Das Telefonat mit meinem Ex-Fahrer war einfach, schlicht, es war kurz und knapp und bündig, das Telefonat war die simpelste Sache der Welt: Ursli hörte sich meine Vorwürfe an, kommentierte sie mit «ok», «tja» und «hm» und belegte dann mein Statement, dass ich mir jemand anderes suchen werde mit einem marginalen «schade». Ich speicherte die Nummer von Ruedi und löschte jene von Ursli.

Warum fällt uns im Bereich von Geschäften und Aufträgen die Ehrlichkeit so schwer? Und die Anstandigkeit (sic)?
Wenn mich der Männerchor Buffwil (BE) bittet, bei seinem Jahreskonzert zwei Lieder zu begleiten und ein Intermezzo zu spielen und dafür 150.- SFr zahlt, habe ich mehrere Möglichkeiten:
-          Ich kann die Sache machen, aber dann mache ich sie gut und anstandig (sic), ich erscheine pünktlich, mit Noten und habe geübt und zeige dem Chor mit keiner Miene, wie abgrundschlecht er ist.
-          Ich lehne die Sache von vornherein ab, weil sie weder Geld noch Prestige bringt, mich aber ein ganzes Wochenende kostet.
-          Ich sage zu und schicke dann einen Kollegen, der die Sache gut und anstandig (sic) macht, der pünktlich, mit Noten und geübt erscheint und dem Chor in keinster Weise zeigt, wie grottenmies er singt.

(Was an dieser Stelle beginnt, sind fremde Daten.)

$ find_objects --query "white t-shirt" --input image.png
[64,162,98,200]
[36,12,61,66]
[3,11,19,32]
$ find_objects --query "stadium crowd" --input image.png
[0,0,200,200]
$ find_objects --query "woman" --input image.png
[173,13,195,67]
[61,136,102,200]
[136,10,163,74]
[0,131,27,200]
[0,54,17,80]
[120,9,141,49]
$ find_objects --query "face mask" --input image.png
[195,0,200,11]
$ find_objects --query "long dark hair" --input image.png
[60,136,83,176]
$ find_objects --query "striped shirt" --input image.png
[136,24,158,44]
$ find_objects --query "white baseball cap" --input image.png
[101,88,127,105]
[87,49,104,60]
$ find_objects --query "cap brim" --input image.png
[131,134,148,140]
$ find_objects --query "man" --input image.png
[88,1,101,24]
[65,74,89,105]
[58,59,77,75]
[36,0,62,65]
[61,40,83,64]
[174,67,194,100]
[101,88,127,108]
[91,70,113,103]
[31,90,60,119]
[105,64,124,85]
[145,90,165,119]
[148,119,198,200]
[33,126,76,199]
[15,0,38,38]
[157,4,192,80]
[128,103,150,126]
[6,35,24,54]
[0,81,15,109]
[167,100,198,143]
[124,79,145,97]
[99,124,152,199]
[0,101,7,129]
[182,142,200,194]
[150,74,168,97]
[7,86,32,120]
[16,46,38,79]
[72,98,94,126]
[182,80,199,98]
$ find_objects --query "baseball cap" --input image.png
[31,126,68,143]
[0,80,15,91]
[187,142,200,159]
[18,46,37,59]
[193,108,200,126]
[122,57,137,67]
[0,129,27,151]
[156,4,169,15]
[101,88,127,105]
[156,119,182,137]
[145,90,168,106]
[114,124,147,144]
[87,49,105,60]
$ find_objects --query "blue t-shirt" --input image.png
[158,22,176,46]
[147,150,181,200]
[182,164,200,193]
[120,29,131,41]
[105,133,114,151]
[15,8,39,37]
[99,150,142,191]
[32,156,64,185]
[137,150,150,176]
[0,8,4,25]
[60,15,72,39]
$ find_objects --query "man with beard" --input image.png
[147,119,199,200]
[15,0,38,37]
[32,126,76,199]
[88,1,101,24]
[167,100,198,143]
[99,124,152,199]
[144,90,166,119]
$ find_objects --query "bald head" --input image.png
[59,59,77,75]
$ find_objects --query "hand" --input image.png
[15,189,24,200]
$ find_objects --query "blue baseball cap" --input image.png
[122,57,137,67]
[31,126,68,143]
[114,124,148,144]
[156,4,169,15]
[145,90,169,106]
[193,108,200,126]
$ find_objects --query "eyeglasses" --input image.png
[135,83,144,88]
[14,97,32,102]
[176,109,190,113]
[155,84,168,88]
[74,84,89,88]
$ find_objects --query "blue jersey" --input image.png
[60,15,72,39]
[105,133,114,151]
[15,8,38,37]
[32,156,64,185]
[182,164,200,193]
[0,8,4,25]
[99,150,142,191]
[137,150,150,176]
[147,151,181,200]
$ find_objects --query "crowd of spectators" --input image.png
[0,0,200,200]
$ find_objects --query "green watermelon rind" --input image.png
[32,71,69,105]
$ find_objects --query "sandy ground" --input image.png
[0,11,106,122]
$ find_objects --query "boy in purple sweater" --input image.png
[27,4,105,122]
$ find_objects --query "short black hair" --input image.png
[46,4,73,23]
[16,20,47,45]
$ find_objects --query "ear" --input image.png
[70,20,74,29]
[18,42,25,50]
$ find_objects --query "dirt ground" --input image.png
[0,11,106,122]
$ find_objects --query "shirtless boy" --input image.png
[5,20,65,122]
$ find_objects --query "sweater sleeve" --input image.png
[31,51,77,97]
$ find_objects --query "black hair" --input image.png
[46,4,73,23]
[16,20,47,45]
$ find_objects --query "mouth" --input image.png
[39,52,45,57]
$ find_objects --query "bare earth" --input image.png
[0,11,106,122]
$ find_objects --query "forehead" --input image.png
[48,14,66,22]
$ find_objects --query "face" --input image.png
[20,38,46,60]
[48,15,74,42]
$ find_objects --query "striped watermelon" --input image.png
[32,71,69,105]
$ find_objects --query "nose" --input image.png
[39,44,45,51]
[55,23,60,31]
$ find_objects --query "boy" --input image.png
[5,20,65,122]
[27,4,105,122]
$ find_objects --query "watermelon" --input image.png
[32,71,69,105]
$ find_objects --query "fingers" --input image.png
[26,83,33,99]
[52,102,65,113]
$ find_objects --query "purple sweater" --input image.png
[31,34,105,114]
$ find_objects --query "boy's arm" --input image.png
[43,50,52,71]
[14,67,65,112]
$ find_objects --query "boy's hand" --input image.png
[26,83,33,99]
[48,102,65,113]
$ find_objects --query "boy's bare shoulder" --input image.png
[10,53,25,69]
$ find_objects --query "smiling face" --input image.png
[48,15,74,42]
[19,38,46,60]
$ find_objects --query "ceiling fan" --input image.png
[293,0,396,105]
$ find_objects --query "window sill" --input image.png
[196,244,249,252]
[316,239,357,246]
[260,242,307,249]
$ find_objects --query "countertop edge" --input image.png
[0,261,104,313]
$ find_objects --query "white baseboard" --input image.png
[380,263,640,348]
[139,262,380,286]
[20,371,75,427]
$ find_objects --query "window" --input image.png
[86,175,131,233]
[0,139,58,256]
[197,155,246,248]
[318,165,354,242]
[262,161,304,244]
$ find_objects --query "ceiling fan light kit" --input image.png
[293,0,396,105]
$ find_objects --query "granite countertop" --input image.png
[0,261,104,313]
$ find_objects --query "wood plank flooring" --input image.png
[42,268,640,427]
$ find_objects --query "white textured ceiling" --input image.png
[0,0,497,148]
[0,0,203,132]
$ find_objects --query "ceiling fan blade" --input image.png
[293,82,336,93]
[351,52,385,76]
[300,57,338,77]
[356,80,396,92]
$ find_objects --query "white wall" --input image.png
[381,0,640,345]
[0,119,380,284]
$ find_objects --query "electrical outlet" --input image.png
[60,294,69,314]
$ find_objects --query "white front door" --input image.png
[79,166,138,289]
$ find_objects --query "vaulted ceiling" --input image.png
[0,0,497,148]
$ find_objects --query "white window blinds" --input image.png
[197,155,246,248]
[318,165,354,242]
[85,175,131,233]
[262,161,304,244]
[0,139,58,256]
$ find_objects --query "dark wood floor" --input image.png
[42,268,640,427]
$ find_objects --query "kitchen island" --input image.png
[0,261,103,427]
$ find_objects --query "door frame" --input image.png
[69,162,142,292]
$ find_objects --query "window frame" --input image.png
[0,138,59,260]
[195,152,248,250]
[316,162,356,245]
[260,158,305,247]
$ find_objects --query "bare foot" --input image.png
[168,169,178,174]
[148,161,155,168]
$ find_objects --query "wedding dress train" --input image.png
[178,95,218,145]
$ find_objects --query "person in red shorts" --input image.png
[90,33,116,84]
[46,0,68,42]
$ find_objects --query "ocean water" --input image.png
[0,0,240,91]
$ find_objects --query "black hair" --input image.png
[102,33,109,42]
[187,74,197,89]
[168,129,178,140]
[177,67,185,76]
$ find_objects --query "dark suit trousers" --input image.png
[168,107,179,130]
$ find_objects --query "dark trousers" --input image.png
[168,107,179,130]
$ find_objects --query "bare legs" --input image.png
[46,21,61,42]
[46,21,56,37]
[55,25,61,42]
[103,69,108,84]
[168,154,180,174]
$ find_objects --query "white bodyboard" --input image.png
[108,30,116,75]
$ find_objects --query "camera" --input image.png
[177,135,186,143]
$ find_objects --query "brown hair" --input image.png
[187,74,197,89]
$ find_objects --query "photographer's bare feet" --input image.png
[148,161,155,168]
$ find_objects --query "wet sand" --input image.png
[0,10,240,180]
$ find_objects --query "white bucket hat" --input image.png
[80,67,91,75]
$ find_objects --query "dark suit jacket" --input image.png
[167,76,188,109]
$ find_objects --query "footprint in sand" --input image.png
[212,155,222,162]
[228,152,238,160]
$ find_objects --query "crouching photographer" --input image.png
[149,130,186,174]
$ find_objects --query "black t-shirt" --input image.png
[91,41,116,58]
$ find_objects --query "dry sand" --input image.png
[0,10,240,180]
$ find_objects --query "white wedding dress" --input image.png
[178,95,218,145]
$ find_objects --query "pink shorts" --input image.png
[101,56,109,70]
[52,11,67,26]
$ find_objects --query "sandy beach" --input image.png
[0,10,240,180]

Keine Option allerdings ist diese Variante: Ich erscheine viel zu knapp zur Probe, habe weder meine Noten geklebt noch einen Ton geübt, pfusche mich durch die Stücke, ich rede nur mit dem Dirigenten und öffne in jeder Pause meinen Laptop oder fummele an meinem Handy herum, sprich, ich zeige allen, dass die Sache unter meiner Würde ist.

Warum aber kann man das nicht ehrlich sagen: «Das ist jetzt unter meiner Würde.»? Oder: «Ich habe jetzt bessere Aufträge, ich kann den nicht mehr annehmen.» Oder: «Ich habe dich hinter mir gelassen.» Oder: «Du musst dir jemand Neues suchen.»???
Ich hätte Ursli ja in keiner Weise übelgenommen, wenn er mir irgendwann gesagt hätte, dass er so viele Aufträge im Rahmen von 100.- aufwärts hat, dass er meine Termine nicht mehr garantieren kann und es besser wäre, wenn ich mir jemand neues suchte, aber so wie es gelaufen ist, geht es nicht.

Und deshalb schreibe ich ab jetzt auch «anstandig», weil man da viel direkter den «Anstand» mithört, und mehr Anstand braucht es überall.